[RFD] Support for Power Management #64

cjh1 · 2024-11-08T15:30:10Z

Support for Power Management

This RFD lays out a path to adding power management to OpenCHAMI.

What needs to change:

Currently OpenCHAMI doesn't have a way to perform basic power management operations such as powering on a set of nodes. A well integrated power management service is an important component of a system management platform.

What do you propose?

The proposal is to bring the existing Cray-HPE Power Control Service into the OpenCHAMI project.

Starting from an existing code base that integrates with SMD seems like a more pragmatic approach, rather than starting from scratch. It also has the advantage for those that have existing Cray-HPE hardware that can reuse integrations with the existing PCS API. In general, it seems that the PCS API is pretty functional, and many of the issues discussed below are the result of the implementation of the command line tools that use the PCS API, rather than deficiencies in the service itself.

Inline with the transition of SMD to the OpenCHAMI project. The following set of changes would performed initially:

The vendor directory will be removed and the go version will be updated.
The release handling will be updated to use goreleaser and publish containers to ghcr.io.
The mux router will be switched out for chi to be consistent with other OpenCHAMI codebases.

PCS and its tooling do have some pain points that will serve as a bug/feature list for future development.

Here are a few of the top issues raised by NERSC staff:

Quite frequently, the API reports success ( HTTP 200 ) but there is an error talking to redfish and the underlying failure is not propagated back to the operator. In the case of SLURM, daemon retry logic has been added to try to overcome this flakiness. Sometimes operators have to call the redfish interface directly, but this is rare.
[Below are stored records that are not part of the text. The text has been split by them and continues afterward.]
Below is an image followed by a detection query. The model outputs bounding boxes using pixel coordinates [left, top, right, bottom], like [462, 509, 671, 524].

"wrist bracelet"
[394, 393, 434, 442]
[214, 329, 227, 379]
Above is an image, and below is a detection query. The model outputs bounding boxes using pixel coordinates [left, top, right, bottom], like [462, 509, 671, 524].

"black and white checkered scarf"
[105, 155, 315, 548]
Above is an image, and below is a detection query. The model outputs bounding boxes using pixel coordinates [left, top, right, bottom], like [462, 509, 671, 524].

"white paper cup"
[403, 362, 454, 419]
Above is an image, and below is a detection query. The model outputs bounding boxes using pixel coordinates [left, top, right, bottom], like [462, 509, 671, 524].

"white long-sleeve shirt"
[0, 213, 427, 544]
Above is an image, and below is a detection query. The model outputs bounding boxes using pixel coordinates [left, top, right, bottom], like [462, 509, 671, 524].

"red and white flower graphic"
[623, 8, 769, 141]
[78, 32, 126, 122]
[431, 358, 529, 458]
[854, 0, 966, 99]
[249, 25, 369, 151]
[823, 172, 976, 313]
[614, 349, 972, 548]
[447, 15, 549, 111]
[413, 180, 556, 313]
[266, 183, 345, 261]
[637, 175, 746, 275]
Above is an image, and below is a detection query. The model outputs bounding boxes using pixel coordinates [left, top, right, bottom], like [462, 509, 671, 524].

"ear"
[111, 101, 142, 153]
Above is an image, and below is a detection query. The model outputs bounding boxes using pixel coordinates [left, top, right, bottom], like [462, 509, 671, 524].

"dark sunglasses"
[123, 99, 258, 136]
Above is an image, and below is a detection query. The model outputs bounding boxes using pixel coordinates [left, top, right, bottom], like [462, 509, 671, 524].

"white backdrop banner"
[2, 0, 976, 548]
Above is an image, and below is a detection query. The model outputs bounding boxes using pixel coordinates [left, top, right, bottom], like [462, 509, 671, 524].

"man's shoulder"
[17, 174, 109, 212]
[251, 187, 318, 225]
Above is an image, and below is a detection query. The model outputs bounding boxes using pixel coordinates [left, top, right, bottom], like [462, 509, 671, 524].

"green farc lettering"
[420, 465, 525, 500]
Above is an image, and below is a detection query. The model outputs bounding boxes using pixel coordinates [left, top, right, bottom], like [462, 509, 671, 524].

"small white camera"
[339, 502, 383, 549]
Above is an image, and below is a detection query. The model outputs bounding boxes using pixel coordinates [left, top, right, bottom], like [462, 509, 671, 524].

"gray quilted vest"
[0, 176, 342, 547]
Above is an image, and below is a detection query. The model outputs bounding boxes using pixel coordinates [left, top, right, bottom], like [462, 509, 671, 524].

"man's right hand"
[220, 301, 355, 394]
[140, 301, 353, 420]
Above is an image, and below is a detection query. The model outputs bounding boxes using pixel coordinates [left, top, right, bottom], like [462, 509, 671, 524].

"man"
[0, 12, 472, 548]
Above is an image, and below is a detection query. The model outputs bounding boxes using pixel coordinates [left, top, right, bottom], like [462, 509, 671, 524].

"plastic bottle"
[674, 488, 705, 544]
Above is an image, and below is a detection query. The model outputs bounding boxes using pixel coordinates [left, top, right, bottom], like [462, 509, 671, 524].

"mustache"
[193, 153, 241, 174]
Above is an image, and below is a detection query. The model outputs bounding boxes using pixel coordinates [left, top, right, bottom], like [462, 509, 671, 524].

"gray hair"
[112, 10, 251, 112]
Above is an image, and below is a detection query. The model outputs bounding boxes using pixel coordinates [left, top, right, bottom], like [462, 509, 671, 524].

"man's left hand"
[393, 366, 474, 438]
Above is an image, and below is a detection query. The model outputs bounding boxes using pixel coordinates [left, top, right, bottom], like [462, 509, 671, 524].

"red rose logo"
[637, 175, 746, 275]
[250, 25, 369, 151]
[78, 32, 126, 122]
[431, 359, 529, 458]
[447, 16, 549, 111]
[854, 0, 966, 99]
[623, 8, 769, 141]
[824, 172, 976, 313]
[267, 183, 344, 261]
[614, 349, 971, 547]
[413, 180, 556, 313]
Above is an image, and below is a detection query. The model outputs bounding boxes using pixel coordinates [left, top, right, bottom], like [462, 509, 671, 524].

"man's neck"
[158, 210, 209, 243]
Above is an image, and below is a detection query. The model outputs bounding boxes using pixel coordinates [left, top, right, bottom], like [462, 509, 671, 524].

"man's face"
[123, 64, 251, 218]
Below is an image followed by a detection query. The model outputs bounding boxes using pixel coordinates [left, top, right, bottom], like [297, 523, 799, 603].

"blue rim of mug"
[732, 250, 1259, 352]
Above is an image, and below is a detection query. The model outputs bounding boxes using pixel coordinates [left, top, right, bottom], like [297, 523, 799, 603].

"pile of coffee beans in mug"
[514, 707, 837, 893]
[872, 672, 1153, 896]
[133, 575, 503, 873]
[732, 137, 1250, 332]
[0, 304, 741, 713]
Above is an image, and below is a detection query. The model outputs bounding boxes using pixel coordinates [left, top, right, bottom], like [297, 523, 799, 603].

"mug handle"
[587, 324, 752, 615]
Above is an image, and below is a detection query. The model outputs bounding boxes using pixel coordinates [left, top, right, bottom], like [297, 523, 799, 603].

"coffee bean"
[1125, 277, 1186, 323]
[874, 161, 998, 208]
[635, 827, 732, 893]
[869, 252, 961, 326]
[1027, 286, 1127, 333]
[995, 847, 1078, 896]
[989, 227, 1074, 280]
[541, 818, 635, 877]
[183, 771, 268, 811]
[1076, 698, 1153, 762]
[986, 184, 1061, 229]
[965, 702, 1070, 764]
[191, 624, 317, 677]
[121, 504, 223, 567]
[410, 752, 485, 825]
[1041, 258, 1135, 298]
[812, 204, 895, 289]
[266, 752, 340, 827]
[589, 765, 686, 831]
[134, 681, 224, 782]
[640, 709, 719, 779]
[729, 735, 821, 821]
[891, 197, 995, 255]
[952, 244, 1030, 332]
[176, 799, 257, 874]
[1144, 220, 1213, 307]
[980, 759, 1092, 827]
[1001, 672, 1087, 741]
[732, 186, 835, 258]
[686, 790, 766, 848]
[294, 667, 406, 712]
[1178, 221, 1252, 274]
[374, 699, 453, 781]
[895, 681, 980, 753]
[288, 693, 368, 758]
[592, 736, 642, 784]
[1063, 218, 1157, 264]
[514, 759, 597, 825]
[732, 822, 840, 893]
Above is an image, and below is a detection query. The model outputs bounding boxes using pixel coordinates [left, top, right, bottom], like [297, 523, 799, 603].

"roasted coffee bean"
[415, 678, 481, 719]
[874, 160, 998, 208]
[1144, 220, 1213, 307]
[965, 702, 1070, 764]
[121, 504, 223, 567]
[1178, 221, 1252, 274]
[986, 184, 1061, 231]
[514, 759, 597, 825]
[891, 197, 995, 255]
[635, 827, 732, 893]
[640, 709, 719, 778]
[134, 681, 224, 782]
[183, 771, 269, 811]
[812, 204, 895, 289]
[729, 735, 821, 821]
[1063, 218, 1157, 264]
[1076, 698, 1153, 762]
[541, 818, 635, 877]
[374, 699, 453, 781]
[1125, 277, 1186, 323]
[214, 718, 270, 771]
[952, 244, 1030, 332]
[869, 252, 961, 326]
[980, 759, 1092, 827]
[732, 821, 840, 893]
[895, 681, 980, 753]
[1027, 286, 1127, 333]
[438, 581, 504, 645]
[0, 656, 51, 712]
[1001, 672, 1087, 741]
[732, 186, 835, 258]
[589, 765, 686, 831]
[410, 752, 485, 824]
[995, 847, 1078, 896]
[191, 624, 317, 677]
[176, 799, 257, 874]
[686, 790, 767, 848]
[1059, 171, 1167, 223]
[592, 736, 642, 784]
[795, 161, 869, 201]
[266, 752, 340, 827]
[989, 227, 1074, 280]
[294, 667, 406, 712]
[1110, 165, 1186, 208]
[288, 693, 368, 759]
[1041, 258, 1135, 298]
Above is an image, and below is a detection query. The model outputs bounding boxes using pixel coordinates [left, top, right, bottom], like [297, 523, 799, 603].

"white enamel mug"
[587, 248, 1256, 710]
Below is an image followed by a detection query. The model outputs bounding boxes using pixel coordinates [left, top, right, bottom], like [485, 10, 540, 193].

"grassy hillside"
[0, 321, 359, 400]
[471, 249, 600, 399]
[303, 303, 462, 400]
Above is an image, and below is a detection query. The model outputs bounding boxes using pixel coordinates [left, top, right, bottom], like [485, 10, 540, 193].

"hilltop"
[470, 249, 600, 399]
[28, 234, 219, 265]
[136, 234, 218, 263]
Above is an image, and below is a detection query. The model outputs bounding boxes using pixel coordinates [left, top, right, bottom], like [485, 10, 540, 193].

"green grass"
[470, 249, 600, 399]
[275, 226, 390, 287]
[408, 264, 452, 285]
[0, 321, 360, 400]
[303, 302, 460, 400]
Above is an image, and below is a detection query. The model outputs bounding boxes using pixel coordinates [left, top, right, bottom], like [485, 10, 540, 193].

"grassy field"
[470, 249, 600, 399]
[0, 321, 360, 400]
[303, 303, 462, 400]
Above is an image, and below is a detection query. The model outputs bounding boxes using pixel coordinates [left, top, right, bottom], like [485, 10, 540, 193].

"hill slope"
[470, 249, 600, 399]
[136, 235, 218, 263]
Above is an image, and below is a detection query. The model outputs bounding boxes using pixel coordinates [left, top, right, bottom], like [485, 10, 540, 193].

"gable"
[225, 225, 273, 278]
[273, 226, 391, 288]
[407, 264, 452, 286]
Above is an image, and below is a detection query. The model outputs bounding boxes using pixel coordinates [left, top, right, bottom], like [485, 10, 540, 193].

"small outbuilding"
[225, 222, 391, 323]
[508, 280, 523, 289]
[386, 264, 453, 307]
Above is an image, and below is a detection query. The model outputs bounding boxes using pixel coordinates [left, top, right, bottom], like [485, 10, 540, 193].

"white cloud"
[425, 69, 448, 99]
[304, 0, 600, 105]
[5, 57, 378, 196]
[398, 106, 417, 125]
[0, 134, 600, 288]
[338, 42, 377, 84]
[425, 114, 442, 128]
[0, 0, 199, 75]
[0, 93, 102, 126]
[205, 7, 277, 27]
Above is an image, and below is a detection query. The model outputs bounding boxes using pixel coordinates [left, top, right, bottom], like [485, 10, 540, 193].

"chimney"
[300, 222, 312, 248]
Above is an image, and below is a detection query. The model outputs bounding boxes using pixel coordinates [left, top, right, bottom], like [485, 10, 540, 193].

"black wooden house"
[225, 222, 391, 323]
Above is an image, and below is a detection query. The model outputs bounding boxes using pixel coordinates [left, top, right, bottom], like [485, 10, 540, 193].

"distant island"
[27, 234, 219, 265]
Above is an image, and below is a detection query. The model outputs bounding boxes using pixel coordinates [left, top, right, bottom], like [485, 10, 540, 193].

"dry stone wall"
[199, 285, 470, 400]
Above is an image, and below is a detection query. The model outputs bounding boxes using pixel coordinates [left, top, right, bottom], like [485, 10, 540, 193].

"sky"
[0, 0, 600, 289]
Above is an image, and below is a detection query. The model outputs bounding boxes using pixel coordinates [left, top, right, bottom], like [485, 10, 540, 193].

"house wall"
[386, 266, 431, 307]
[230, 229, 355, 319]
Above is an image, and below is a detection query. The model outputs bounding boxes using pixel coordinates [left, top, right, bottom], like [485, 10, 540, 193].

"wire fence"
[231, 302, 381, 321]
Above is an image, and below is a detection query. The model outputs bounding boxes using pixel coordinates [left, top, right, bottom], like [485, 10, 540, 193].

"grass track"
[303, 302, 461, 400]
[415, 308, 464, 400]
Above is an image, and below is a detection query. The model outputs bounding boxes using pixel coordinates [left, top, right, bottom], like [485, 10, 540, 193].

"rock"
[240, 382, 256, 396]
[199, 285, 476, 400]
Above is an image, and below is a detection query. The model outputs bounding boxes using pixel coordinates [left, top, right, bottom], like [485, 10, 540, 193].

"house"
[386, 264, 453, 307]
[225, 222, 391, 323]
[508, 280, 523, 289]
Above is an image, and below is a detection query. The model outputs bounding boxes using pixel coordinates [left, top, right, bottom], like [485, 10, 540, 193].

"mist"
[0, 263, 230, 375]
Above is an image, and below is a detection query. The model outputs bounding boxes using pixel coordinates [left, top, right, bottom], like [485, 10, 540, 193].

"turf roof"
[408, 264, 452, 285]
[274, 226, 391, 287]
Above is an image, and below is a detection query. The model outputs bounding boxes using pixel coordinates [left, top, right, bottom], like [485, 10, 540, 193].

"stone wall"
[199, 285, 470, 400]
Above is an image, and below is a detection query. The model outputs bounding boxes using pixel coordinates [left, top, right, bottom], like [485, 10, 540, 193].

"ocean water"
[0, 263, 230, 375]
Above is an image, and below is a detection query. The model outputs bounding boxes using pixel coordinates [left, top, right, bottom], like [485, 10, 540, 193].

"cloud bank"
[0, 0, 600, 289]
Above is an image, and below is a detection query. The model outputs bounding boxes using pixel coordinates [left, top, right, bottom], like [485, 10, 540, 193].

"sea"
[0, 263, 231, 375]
PCS is 'imperative' (go do this action) by design rather than 'declarative' (maintain this state). So it's unlikely that we would add this sort of retry logic to PCS. However, ensuring that errors are correctly propagated to the API would allow other tools to be built with a more declarative view of the system.
When interacting with BMCs in any form (via Redfish or IPMI or whatever) they don't always listen to you the first time. Some implementations of power control will re-send the same request several times and ask the BMC what it thinks happened.

This is somewhat similar to the previous point and is probably out of scope in terms of PCS. However, PCS needs to provide accurate information in terms of how the BMCs respond to requests.
The PCS’s view of what can be capped is incorrect sometimes. Do we have more details on this?

The following fit more into the category of feature requests:

Progress tracking
- The API currently provides an id for each transition that then has to be polled with another command invocation to check the status. This is somewhat cumbersome for operators, it would be good to have "execute and monitor" mode. This would include progress bar features to get an idea of what percentage of nodes successfully booted/failed/in-progress without details of which specific nodes. The state in time output of cray power transition describe which you have to scroll through is not very useful for such high level monitoring.
The presentation of progress is probably out of scope of PCS. However, providing an event stream associated with transition would allow us to write more useful tools that could provide this sort of progress information without the need to resort to polling. One possible approach would be to add SSE or websockets to the API to allow a client to subscribe to specific events.
Retry logic on server side
- Implement a queue and retry logic on the PCS service side.
This is probably outside the scope of PCS as it was designed. However, it could be implemented by a service built on top of PCS.
Queuing of transitions
- Currently if a transition is issued and a transition is already in progress the request is rejected ( Looking at the code this shouldn’t happen as it should lock the components with reservations? ). This can happen for example if a SLURM command has been issued and one or more operators also issues a command. These transitions/requests could be queued allowing the transition/request to be serialized. Operators would need the ability to view the queue of transitions/requests on a per node basis.
More investigation needs to be performed to understand how queue / serialization of transition could be performed.

Longer terms goals

Transition to a cell-based architecture

In line with wider discussions ( #41 ) across the collaboration we should look at how we could transition away from a single PCS instance, to multiple independent instances, for example one instance per cabinet, thus reduce the size of the failure domain. Given the imperative nature of PCS it should be amenable to a cellular deployment.

Transition away from TRS

PCS currently uses HMS Task Runner Service (TRS) to parallelize operations, for example sending requests to BMCs. It uses Kafka to queue tasks that can then be processed by workers. TRS doesn't seem to be under active development. Given this it would be a good idea to move to a community supported alternative, of which there are many. Here are just a few:

asynq
machinery ( not sure how active this is )
taskq
river ( a relatively new one )

An analysis will need to be performed to select an alternative that matches the needs of PCS. Moving away from TRS would allow us to leverage the features of a modern task queue and reduce the maintenance burden of having to maintain TRS along with PCS. TRS also has a "local" mode that uses goroutines, this may be enough to support the requests generated by PCS and would reduce the amount of TRS code that would need to be maintained.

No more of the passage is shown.